Obesity is associated with bone age (BA) advancement of unclear etiology. In animal study, insulin may directly modulate skeletal growth. Our objective was to investigate the association with BA maturation and insulin levels in children with overweight and obesity.

Methods

In this cross-sectional study of 103 prepubertal children, anthropometric data and hormonal values during oral glucose tolerance test were measured. Subjects were divided into two groups by the difference between BA and chronological age (CA) (noted as BA-CA).

Results

The study population included 49 (47.6%) males and 54 (52.4%) females with a mean age of 7.6 ± 1.6 years. The advanced bone age group defined as BA-CA>1 year (n=53) had significantly higher HOMA-IR, fasting insulin levels and lower quantitative insulin sensitivity check index (QUICKI).

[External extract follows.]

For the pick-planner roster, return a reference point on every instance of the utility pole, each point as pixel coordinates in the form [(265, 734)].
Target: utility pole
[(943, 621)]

Also, BA-CA was significantly correlated with fasting insulin (r=0.315, P<0.001), HOMA-IR (r=0.288, P<0.001), and QUICKI (r=-0.353, P<0.001). In multiple regression analysis, fasting insulin was identified as significant independent predictors for BA-CA.

Conclusion

Skeletal age is more advanced in overweight and obese children with hyperinsulinemia and insulin resistance. These findings suggest that insulin may modulate skeletal growth.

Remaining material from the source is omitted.